2人から支えられて、何とか立ち上がるとすぐにベルナルド王子が声を荒げた。

「ユリア、心配させるな! 今の今まで何処で何をしていたんだ!?」

「私達ずっと心配していたのよ? 何日も学校を休むから様子を見に来てみれば屋敷に見えない壁でも出来たかのように近寄ることが出来ないし」

「え!? ほ、本当に!? それならあれから何日経過しているんですか!?」

「俺たちがユリアを屋敷へ送った日から10日経過しているぞ?」

「10日……? そ、そんな……」

まさかの話に驚いた。あれから10日も経過していたなんて。

「それで今日も試しに屋敷へ寄ったのよ。
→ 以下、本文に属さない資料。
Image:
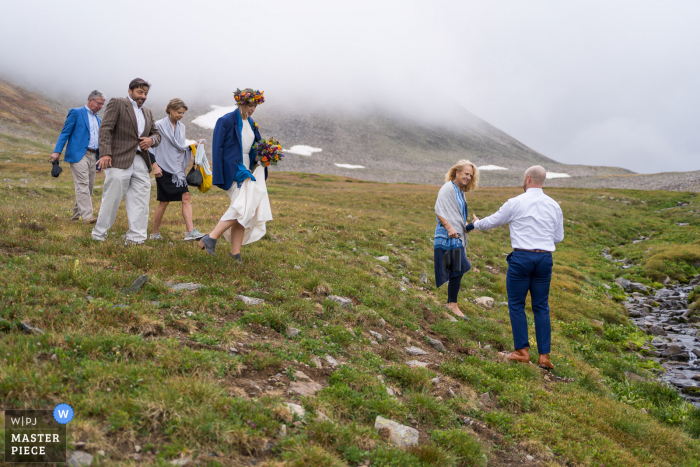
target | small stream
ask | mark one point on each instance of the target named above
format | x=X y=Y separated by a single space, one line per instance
x=676 y=345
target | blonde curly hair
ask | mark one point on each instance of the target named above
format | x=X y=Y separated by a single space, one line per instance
x=452 y=173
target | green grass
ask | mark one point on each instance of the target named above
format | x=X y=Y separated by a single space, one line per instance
x=140 y=369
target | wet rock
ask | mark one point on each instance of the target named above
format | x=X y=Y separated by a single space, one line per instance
x=79 y=458
x=137 y=284
x=296 y=409
x=397 y=434
x=415 y=351
x=416 y=364
x=622 y=282
x=30 y=329
x=305 y=388
x=344 y=302
x=637 y=287
x=331 y=361
x=376 y=335
x=189 y=286
x=437 y=345
x=250 y=301
x=486 y=302
x=181 y=461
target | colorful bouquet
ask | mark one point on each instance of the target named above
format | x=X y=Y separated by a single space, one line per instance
x=249 y=96
x=269 y=151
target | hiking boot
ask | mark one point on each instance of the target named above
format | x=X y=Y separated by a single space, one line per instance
x=194 y=234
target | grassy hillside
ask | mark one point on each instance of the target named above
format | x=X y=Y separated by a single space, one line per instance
x=155 y=368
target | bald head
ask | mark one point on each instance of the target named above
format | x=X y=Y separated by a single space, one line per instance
x=537 y=176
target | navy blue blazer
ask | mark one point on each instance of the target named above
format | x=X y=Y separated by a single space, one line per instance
x=227 y=151
x=76 y=131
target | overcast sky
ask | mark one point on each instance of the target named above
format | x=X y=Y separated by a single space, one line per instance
x=585 y=82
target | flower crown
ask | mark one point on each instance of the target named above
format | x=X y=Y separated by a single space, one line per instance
x=249 y=97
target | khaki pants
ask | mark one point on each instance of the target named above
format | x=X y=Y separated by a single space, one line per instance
x=83 y=181
x=135 y=183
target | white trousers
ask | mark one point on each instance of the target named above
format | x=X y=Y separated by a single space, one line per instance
x=83 y=181
x=135 y=183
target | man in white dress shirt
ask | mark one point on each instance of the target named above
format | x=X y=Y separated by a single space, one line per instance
x=536 y=225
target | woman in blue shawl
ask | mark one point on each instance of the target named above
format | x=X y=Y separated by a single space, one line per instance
x=233 y=158
x=450 y=242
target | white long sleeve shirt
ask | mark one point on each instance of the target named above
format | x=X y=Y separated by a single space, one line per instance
x=536 y=221
x=140 y=119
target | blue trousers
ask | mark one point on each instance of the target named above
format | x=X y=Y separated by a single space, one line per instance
x=529 y=271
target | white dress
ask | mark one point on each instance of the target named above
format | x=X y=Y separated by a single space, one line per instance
x=250 y=204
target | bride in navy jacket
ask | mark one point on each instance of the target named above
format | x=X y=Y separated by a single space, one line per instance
x=235 y=170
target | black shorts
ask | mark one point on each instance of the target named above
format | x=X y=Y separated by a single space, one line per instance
x=167 y=191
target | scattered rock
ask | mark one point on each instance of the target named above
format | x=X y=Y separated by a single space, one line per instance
x=485 y=302
x=398 y=435
x=296 y=409
x=31 y=329
x=331 y=361
x=376 y=335
x=181 y=461
x=250 y=301
x=344 y=302
x=437 y=345
x=415 y=351
x=622 y=282
x=305 y=388
x=416 y=364
x=137 y=284
x=189 y=286
x=79 y=458
x=637 y=287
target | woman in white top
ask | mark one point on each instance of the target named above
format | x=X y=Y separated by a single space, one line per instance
x=232 y=161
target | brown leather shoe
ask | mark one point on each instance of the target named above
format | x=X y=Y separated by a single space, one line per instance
x=544 y=363
x=520 y=355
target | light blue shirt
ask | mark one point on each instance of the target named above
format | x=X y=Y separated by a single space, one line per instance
x=94 y=129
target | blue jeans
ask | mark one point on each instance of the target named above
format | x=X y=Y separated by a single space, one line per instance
x=529 y=271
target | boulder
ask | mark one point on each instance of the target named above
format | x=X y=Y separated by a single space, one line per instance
x=344 y=302
x=486 y=302
x=622 y=282
x=397 y=434
x=437 y=345
x=79 y=458
x=416 y=364
x=415 y=351
x=189 y=286
x=250 y=301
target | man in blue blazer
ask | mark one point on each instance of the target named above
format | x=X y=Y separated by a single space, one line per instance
x=81 y=132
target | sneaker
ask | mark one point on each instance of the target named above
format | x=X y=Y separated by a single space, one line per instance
x=193 y=235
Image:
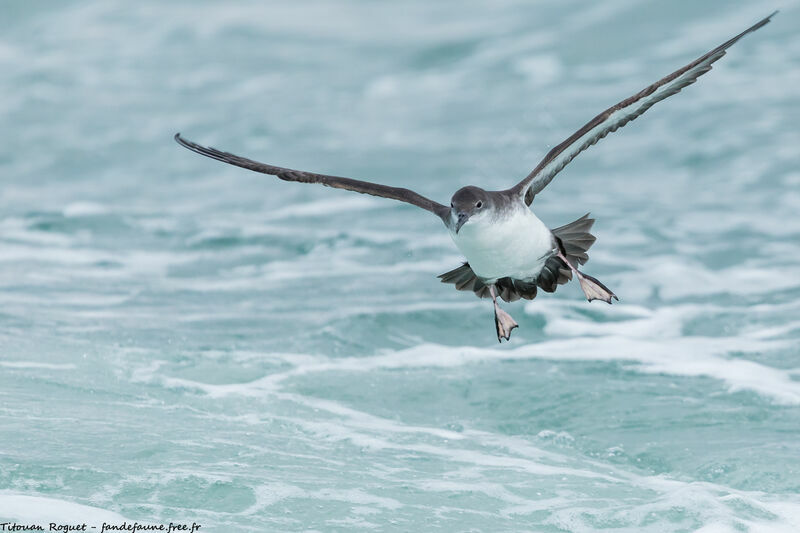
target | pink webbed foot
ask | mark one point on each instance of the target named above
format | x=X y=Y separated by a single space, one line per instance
x=594 y=290
x=504 y=324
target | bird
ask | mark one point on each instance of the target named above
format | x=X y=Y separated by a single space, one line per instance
x=510 y=253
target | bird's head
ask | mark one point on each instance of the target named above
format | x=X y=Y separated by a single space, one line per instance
x=468 y=204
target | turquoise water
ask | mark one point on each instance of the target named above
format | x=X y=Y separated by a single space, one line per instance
x=185 y=341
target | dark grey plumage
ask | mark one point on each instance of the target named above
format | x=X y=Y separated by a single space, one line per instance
x=573 y=238
x=568 y=244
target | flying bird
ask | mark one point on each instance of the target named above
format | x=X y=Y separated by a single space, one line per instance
x=510 y=252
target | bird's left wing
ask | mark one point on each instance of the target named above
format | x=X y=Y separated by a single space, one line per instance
x=618 y=115
x=287 y=174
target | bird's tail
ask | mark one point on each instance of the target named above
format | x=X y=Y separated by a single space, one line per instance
x=575 y=240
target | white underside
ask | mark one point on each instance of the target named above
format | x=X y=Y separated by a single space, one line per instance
x=515 y=247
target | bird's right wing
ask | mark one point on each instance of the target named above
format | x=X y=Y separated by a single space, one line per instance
x=287 y=174
x=618 y=115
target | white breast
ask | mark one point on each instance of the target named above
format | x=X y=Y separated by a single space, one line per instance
x=515 y=246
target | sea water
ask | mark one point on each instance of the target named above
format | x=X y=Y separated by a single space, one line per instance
x=183 y=341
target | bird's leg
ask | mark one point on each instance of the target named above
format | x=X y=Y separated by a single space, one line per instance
x=502 y=320
x=592 y=288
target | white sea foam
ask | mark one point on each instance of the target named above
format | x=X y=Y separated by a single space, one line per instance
x=37 y=365
x=34 y=509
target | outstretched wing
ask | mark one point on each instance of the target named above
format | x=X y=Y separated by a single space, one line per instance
x=287 y=174
x=617 y=116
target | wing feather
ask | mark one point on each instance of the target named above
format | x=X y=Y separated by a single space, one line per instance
x=620 y=114
x=337 y=182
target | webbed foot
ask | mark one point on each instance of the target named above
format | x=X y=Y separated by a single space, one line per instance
x=594 y=290
x=503 y=323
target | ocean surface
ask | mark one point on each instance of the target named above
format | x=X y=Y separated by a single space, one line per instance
x=183 y=341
そうしたらユリアさんが突然空中から現れたのだから。本当に驚いたわ」

「一体何があったんだ? まぁ今日は遅刻しても別に構うことはないだろう。話を聞くぞ?」

ベルナルド王子はそういうけれども、本当に遅刻しても構わないのだろうか?

「ええ、そうね。もし遅刻して何かお咎めがあった場合は権力を行使してしまえばいいのよ」

テレシアは確か王族である身分を隠したいのではなかったっけ? それなのに権力を行使すればいいって……。

「ほら、早く話せ」

「ねえ、話してよ」

ベルナルド王子とテレシアは好奇心旺盛な目で迫ってくる。

「は、はい。実は……」

私は2人に昨夜の出来事を全て話した。ベルナルド王子とテレシアに馬車で送って貰った後に父と2人で夕食を取ったこと、その後ベッドに入って眠りに就き、寒さで目が覚めるとそこは森の中だったこと。

さらに自分の護衛騎士として雇い、馬車事故の後から行方不明になっていたジョンが目の前に現れ、いきなり命を狙われたこと。そこへジョンそっくりの謎の青年が現れて突然眠らされ、目覚めるとそこは自分のベッドの上だったこと。

廊下を出ると再びジョンが現れて命を狙って来たものの、昨夜と同様同じ青年が現れて彼のお陰で気付けば外に出ていたこと……それら全てを一気に話した。

私が話している間、途中何度もベルナルド王子やテレシアが質問してきたけれども、話の腰を折られるのが嫌で一気に説明してしまった。